Camiler ve Din görevlileri haftası varmış ve o hafta bu haftaymış. Din görevlilerimiz, imamlarımızın gününü kutluyorum.
İmam denildiği zaman insanın aklına beş vakit ezan okuyup, namaz kıldığı için devletten maaş alan insanlar olarak aklımıza geliyor. Olaya yukardan baktığınız zaman tam da böyle görünüyor. Ve artık ezanları da okumuyorlar, fazla ses karışıklığı nedeniyle merkezi sistemle ezan okunuyor.
Bir hayli yıl önce bir avukat arkadaşımın bürosuna gittim. Kadın avukat arkadaşımız siyaseten sol düşüncede, tarikat, cemaat, mürit gibi şeylere de fazlasıyla alerjisi olan birisi. Onunla otururken kapı çaldı. Yanında çalışan kişi bizim oturduğumuz odanın kapısını tıklattı ve "İmamımız geldi" dedi. Arkadaşım ayağa kalkıp, "Buyursun buyursun" diyerek içeri aldı. Uzun boylu, tertemiz giyimli, aydınlık yüzlü birisi içeri girip, yüzüne yakışan gülümsemesi ile selam verip geçti içeri oturdu.
İmam öncelikle hem arkadaşımızın, hem de benim hatırlarımızı sordu. Biraz maneviyattan bahsetti. Biraz arkadaşıma "Doğruluktan ayrılmayın" nasihatlerinde bulundu derken, ben yine çıkıntılık yaparak cemaatler, tarikatlar diyerek, insanların madden ve manen sömürüldüklerini söyleyerek giriştim konuya. Büyük bir dikkatle beni dinledi ve "Sevgili kardeşim, sana çok basit anlatmaya çalışacağım. İstanbul'a en az 10 farklı yoldan gidebilirsin değil mi? Allah'a giden yolu da kendin seçersin. İstersen peygamber efendimizin yolunda ve ışığında, Kur'anı-Kerim'i kendine rehber yaparak gidersin, ya da bir topluluğa katılır gidersin. Bu yolda kimse senin cebindeki paranı zorla almıyor. Allah'ın adını verip, seni kandırarak paranı alanlar oluyorsa en önce bunun hesabını yine Allah'a verecek. Ama en ağır şekilde vereceğinden hiç şüpheniz olmasın. Bir de bu dünyada bizim kanunlarımız var. Ve bu dünyada da ona kanunlarımız cezasını verecektir" şeklinde konuştu. Daha detaylı anlattı bazı şeyleri.
Çok etkilendim bu konuşmadan.
İmam çıkarken, yine en nazik haliyle bir isteğimizin olup olmadığını sordu. Devamında arkadaşın yanındaki genç erkek stajyere "Her iş yetişir. Ama cuma namazını kaçırma sevgili kardeşim. Bu cuma mutlaka bekliyorum." dedi ve gitti.

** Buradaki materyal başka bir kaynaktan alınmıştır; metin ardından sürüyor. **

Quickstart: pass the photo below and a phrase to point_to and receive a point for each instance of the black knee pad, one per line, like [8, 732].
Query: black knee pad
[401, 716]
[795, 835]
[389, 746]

O mahallede bulunan caminin imamıymış. Boş zamanlarında iş yerlerini ziyaret ediyor, genç erkekleri cumaya davet ediyor. Yardıma ihtiyacı olanlara yardım ediyormuş. Bizim arkadaş bir defasında karşı binanın altında, bodrum katta yalnız yaşayan yaşlı adamın evini temizlerken görmüş. Sonrasında kapının önüne çıkartıp, yaşlı adamın sakal traşını yapmış.
O günden sonra, mahalle bu imamı çok sevmişler ve bizim arkadaş ile zaman zaman böyle sohbetler ediyorlarmış. O gittikten sonra ben de bu imamı çok sevmiştim.

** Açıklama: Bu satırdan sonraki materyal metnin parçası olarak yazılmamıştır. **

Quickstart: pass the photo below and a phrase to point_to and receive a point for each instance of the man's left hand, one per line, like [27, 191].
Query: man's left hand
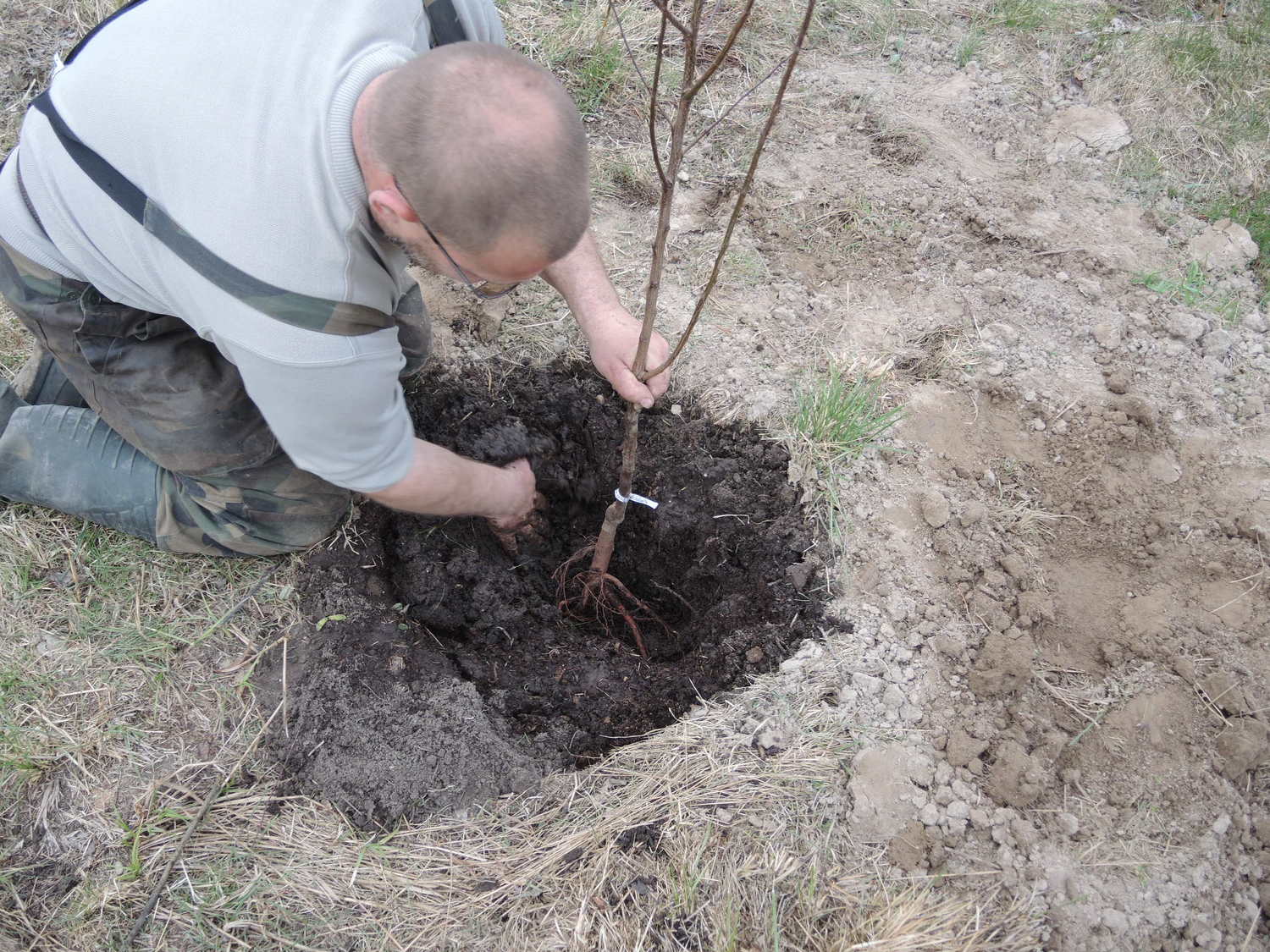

Geçenlerde Lara Bölgesine bir yere gittim. Lüks rezidanslar, muhteşem evlerin arasında kalmış bir cami ve oldukça geniş bahçesi vardı. İmam lojmanlarından tarafta bahçenin oldukça büyük bir kısmının üzerini kapatıp, üç yanı kapalı garaj yapmışlar. Garajın içinde iki lüks özel araç çekilmiş vaziyette. Bahçenin geri kalanı bomboş. Daha önce ekilmiş bir kaç ağacın dışında bir çiçek bile yoktu. Caminin bahçesi bakımsız.
İçimden "Allah bilir bu caminin iki imamı vardır. Ve her iki imam da, eşleri ve çocukları da şu caminin bahçesine iki çiçek dikmeyi bile çok görmüşler. Tabiatı, çiçekleri, ağaçları hayvanları sevmeyen, insanlara nasıl örnek olacaklar. Bunlar sadece maaşlarını alıp, 5 vakit namaz kıldırıp, lüks sitelerin arasında, muhteşem lojmanlarında hayatlarını yaşıyorlar" diye geçirdim.
Yaşlı ve yalnız yaşayan adamın evini temizleyip, traş eden de imam, oturduğu caminin etrafına bir çiçek bile dikmeyip, bahçesini süpürmeyen de imam. Bize ilk örnekte olan işini Allah aşkıyla yapan imamlar lazım.
NOT: CHP Antalya kulisleri dün yine cinsel taciz iddiaları ile çalkalandı. Demre İlçesinde olduğu iddia edilen olayda bir gözaltı var. İnşallah bu iddia doğru değildir. Bu sözüm yanlış anlaşılmasın. Taciz ettiği iiddia edilen için söylemiyorum bunu. Taciz edildiği iddia edilen çocuk için söylüyorum. Çünkü onun yaşayacağı travma daha büyük.